Je suis née en France à Orléans dans le Loiret. Après mon BAC ES, j’ai débuté mes études universitaires à l’Université Paris XIII de Villetaneuse ou j’ai obtenu un DUT Carrières Juridiques. J’ai décidé de rentrer à Orléans pour poursuivre mes études de droit.
A ce moment-là, je n’avais pas encore envisagé de devenir avocate. Je souhaitais avant tout obtenir un bagage juridique solide avant d’entrer dans le monde professionnel. J’ai donc obtenu ma licence en droit général, un master 1 puis un master 2 en droit public.

Question 2 : Juriste de formation de base, vous êtes avocate depuis quelques mois, quelles sont les étapes importantes menant à cette fonction en France ? Et également pouvez-vous nous préciser votre champ d’exercice (spécialité) ?

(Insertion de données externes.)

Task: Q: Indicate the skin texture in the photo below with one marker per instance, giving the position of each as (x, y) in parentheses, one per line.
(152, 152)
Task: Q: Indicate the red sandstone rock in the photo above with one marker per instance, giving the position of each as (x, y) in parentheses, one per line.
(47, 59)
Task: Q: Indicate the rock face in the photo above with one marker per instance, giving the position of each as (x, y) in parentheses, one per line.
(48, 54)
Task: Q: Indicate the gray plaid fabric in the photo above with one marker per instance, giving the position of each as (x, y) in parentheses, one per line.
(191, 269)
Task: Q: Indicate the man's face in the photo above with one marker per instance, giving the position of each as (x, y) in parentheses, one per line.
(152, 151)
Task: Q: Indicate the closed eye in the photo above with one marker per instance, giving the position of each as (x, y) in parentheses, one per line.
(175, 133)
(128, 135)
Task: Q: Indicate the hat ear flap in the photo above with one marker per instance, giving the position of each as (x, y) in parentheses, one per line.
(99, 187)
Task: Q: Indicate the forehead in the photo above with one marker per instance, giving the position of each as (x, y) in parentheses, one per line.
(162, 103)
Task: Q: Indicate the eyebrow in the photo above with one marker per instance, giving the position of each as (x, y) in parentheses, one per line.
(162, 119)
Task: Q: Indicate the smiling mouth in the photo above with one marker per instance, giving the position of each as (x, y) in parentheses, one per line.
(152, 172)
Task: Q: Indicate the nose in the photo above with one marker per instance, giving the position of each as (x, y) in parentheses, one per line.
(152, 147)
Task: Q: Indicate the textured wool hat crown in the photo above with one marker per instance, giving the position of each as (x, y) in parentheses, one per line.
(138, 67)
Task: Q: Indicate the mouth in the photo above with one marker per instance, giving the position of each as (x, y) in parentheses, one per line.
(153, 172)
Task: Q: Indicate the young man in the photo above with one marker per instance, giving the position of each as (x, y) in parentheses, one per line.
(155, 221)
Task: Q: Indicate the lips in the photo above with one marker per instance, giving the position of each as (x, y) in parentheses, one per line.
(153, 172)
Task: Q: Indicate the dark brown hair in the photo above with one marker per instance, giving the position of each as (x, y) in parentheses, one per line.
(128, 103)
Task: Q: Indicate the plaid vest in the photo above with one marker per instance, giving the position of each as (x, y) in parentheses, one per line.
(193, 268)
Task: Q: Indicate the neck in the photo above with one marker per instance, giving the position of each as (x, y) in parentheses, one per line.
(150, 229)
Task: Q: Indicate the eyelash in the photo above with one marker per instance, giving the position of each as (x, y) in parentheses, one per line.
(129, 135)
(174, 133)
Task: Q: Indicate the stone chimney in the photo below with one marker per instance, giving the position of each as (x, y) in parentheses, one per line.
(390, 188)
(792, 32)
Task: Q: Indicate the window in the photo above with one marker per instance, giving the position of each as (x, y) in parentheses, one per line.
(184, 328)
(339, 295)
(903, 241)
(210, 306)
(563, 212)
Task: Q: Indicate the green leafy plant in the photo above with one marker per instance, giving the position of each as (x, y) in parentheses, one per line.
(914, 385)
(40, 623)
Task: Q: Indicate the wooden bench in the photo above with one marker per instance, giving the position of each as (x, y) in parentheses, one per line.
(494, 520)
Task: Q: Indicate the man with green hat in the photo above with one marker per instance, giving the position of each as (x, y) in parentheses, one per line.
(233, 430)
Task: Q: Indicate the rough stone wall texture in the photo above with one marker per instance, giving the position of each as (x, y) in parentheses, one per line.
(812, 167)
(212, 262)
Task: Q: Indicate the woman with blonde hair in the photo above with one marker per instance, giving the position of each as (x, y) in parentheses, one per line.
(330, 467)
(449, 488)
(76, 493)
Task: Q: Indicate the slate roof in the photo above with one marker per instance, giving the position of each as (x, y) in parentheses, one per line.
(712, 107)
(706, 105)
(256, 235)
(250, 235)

J’ai toujours travaillé durant mes études. J’ai eu l’occasion de pouvoir occuper des postes en lien direct avec mes études de droit au sein de différents tribunaux et administrations publiques. C’est lors de mon expérience en tant que greffière au sein d’un tribunal que j’ai commencé à murir ce projet de devenir avocat.
Pour plusieurs raisons, je me suis rendu compte que je ne connaissais pas bien ce métier.
C’est en assistant aux différentes audiences et plaidoiries, en relisant les conclusions et sollicitations des avocats que j’ai manifesté un réel intérêt pour la profession.
J’ai en quelque sorte découvert que l’avocat pouvait à son niveau faire bouger les choses…
J’ai également été séduite par l’aspect libéral de la profession. Le fait de pouvoir être libre et indépendante correspondait beaucoup à mon état d’esprit et à mes aspirations.
La profession d’avocat est une profession réglementée accessible aux titulaires du certificat d’aptitude à la profession d’avocat (CAPA).
Ces certificats sont délivrés par les Centres Régionaux de Formation Professionnelle des Avocats.
Pour y entrer, il est nécessaire de réussir un examen organisé par les IEJ (instituts d’études judiciaires).
J’ai passé et obtenu le certificat d’examen d’accès au centre régional de formation professionnelle d’avocats (CRFPA) au sein de l’IEJ d’Orléans.
Dans la foulée, je me suis inscrite à l’EFB (École de formation professionnelle des barreaux du ressort de la cour d’appel de Paris) pour suivre la formation initiale.
Il s’agit d’une formation initiale obligatoire qui se déroule sur une période de 18 mois.
Elle est sanctionnée par le CAPA qui comporte diverses épreuves orales et écrites.
Après l’obtention de mon CAPA, j’ai demandé mon inscription au tableau de l’Ordre du barreau d’Orléans, après avoir prêté le serment nécessaire à l’exercice de la profession.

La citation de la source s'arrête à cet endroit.